We performed an open-label, randomized, controlled trial comparing moderate therapeutic hypothermia (33°C during the first 24 hours) with targeted normothermia (37°C) in patients with coma who had been admitted to the intensive care unit (ICU) after resuscitation from cardiac arrest with nonshockable rhythm. The primary outcome was survival with a favorable neurologic outcome, assessed on day 90 after randomization with the use of the Cerebral Performance Category (CPC) scale (which ranges from 1 to 5, with higher scores indicating greater disability). We defined a favorable neurologic outcome as a CPC score of 1 or 2. Outcome assessment was blinded. Mortality and safety were also assessed.

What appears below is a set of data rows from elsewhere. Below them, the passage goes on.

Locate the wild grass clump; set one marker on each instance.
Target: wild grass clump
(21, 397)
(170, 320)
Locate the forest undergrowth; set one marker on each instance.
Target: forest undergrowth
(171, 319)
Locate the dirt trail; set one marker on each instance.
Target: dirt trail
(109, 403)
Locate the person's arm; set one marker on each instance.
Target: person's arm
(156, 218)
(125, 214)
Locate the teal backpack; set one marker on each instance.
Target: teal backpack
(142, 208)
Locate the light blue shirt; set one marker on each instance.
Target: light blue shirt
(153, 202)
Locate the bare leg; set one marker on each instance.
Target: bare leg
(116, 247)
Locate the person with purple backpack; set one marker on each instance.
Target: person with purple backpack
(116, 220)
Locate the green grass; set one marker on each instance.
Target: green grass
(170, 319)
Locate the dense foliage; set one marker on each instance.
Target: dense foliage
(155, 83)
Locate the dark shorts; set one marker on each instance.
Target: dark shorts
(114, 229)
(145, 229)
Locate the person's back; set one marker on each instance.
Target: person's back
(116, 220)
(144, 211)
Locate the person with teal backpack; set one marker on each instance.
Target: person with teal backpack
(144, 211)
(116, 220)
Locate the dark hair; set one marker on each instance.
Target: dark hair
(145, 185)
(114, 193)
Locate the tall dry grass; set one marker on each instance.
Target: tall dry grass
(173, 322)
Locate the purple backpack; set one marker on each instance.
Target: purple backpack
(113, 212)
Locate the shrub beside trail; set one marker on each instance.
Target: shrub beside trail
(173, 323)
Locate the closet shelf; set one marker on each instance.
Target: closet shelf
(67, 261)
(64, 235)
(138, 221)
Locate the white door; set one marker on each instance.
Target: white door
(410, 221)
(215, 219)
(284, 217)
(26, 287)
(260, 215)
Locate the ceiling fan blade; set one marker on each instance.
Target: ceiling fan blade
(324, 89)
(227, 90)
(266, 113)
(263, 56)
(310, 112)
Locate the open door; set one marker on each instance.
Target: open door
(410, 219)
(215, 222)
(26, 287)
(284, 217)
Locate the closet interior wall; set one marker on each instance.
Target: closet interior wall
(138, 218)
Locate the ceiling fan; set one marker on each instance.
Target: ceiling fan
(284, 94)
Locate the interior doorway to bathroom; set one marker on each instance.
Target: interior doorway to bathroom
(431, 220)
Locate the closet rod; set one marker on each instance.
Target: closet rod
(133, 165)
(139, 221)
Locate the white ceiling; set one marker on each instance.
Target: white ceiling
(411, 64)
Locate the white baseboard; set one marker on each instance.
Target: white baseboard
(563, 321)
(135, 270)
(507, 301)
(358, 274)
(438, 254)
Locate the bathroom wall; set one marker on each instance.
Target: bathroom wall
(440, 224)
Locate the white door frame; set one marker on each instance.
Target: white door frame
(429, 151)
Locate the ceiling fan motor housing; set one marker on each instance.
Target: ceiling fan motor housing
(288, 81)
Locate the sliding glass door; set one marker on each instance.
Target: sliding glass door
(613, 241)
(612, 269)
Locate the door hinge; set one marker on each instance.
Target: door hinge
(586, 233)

From January 2014 through January 2018, a total of 584 patients from 25 ICUs underwent randomization, and 581 were included in the analysis (3 patients withdrew consent). On day 90, a total of 29 of 284 patients (10.2%) in the hypothermia group were alive with a CPC score of 1 or 2, as compared with 17 of 297 (5.7%) in the normothermia group (difference, 4.5 percentage points; 95% confidence interval [CI], 0.1 to 8.9; P = 0.04). Mortality at 90 days did not differ significantly between the hypothermia group and the normothermia group (81.3% and 83.2%, respectively; difference, -1.9 percentage points; 95% CI, -8.0 to 4.3). The incidence of prespecified adverse events did not differ significantly between groups.

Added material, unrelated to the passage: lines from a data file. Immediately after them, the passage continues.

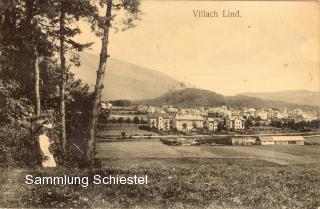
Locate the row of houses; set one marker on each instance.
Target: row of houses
(188, 122)
(268, 140)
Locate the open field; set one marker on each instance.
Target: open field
(116, 129)
(284, 155)
(313, 139)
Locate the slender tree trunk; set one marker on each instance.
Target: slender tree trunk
(63, 79)
(99, 86)
(36, 78)
(34, 63)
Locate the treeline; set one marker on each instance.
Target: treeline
(38, 46)
(299, 126)
(121, 120)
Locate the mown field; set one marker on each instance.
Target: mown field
(174, 183)
(116, 130)
(284, 155)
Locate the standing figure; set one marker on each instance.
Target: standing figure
(44, 143)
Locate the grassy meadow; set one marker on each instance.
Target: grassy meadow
(173, 183)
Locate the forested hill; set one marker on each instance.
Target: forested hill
(297, 96)
(124, 80)
(192, 97)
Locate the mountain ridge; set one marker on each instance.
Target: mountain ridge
(301, 96)
(192, 97)
(124, 80)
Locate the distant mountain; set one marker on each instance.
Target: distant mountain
(192, 97)
(124, 80)
(188, 97)
(298, 97)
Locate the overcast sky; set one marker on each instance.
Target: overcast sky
(273, 46)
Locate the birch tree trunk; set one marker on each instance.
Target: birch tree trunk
(63, 79)
(36, 78)
(99, 86)
(34, 63)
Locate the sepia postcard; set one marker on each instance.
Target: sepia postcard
(160, 104)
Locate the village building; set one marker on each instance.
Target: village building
(235, 123)
(159, 121)
(213, 124)
(280, 140)
(243, 141)
(263, 115)
(187, 122)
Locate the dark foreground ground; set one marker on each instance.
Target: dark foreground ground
(174, 183)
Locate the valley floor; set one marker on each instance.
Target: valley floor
(180, 177)
(173, 183)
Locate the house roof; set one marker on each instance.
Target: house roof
(280, 138)
(156, 115)
(213, 119)
(189, 117)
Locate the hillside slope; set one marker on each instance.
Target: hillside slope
(192, 97)
(298, 97)
(188, 97)
(124, 80)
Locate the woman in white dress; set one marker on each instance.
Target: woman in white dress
(45, 142)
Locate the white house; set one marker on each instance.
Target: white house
(159, 121)
(235, 123)
(213, 123)
(187, 122)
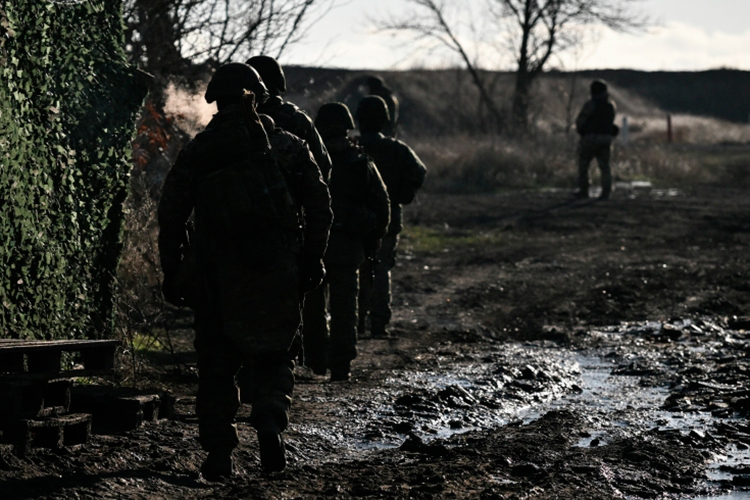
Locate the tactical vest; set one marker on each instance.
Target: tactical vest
(242, 197)
(350, 198)
(602, 118)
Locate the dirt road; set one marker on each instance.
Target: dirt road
(543, 348)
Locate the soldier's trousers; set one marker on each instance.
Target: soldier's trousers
(269, 381)
(380, 295)
(595, 146)
(335, 349)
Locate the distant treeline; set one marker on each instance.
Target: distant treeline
(445, 102)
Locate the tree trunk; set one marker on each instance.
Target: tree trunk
(521, 96)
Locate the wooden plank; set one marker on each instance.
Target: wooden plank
(26, 346)
(54, 433)
(29, 377)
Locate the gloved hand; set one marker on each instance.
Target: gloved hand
(311, 272)
(171, 291)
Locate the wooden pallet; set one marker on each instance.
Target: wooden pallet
(41, 360)
(120, 409)
(28, 399)
(66, 431)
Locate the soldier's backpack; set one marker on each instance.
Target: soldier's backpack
(350, 200)
(249, 202)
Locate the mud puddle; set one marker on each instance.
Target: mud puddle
(456, 389)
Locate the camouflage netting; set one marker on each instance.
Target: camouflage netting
(68, 101)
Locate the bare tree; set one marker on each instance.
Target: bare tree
(540, 28)
(535, 30)
(433, 23)
(165, 36)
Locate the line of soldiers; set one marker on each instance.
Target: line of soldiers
(265, 220)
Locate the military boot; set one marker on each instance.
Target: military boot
(379, 331)
(218, 466)
(272, 451)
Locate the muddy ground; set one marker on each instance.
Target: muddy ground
(543, 348)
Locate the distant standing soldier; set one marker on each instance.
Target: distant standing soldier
(377, 87)
(250, 267)
(403, 173)
(287, 115)
(361, 213)
(596, 126)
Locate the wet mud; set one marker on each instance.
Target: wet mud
(542, 348)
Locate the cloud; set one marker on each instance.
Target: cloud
(674, 47)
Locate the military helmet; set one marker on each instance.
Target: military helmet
(271, 72)
(232, 79)
(374, 82)
(373, 108)
(598, 87)
(334, 114)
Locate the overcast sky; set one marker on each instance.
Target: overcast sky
(689, 35)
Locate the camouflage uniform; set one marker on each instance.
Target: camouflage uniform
(595, 125)
(378, 88)
(248, 313)
(403, 173)
(361, 215)
(289, 117)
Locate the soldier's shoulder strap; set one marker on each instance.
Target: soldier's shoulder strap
(287, 112)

Among patients with coma who had been resuscitated from cardiac arrest with nonshockable rhythm, moderate therapeutic hypothermia at 33°C for 24 hours led to a higher percentage of patients who survived with a favorable neurologic outcome at day 90 than was observed with targeted normothermia. (Funded by the French Ministry of Health and others; HYPERION ClinicalTrials.gov number, NCT01994772.).
目前推荐中度治疗性低温以改善复苏后持续性昏迷的院外心脏骤停成人的神经功能结局。然而,对于无除颤节律(心搏停止或无脉电活动)的患者,中度治疗性低温的有效性存在争议。
我们进行了一项开放性标签、随机对照试验,比较了中度治疗性低温(复苏后 24 小时内 33°C)与目标性正常体温(37°C)在无除颤节律心脏骤停后入住 ICU 的昏迷患者中的作用。主要结局是使用神经功能预后量表(Cerebral Performance Category,CPC)评估的随机分组后第 90 天的存活且具有良好神经功能结局,CPC 量表的范围为 1 至 5 分,分数越高表示残疾程度越高。我们将良好的神经功能结局定义为 CPC 评分为 1 或 2。结局评估采用盲法。还评估了死亡率和安全性。
2014 年 1 月至 2018 年 1 月,来自 25 个 ICU 的 584 名患者进行了随机分组,581 名患者纳入分析(3 名患者撤回同意)。在第 90 天,低温组 284 名患者中有 29 名(10.2%)存活且 CPC 评分为 1 或 2,而常温组 297 名患者中有 17 名(5.7%)存活且 CPC 评分为 1 或 2(差异为 4.5 个百分点;95%置信区间为 0.1 至 8.9;P=0.04)。90 天死亡率在低温组和常温组之间无显著差异(分别为 81.3%和 83.2%;差异为-1.9 个百分点;95%置信区间为-8.0 至 4.3)。两组不良事件的发生率无显著差异。
对于无除颤节律心脏骤停后复苏的昏迷患者,24 小时 33°C 的中度治疗性低温导致第 90 天存活且具有良好神经功能结局的患者比例高于目标性正常体温。(由法国卫生部等资助;HYPERION 临床试验.gov 编号,NCT01994772)。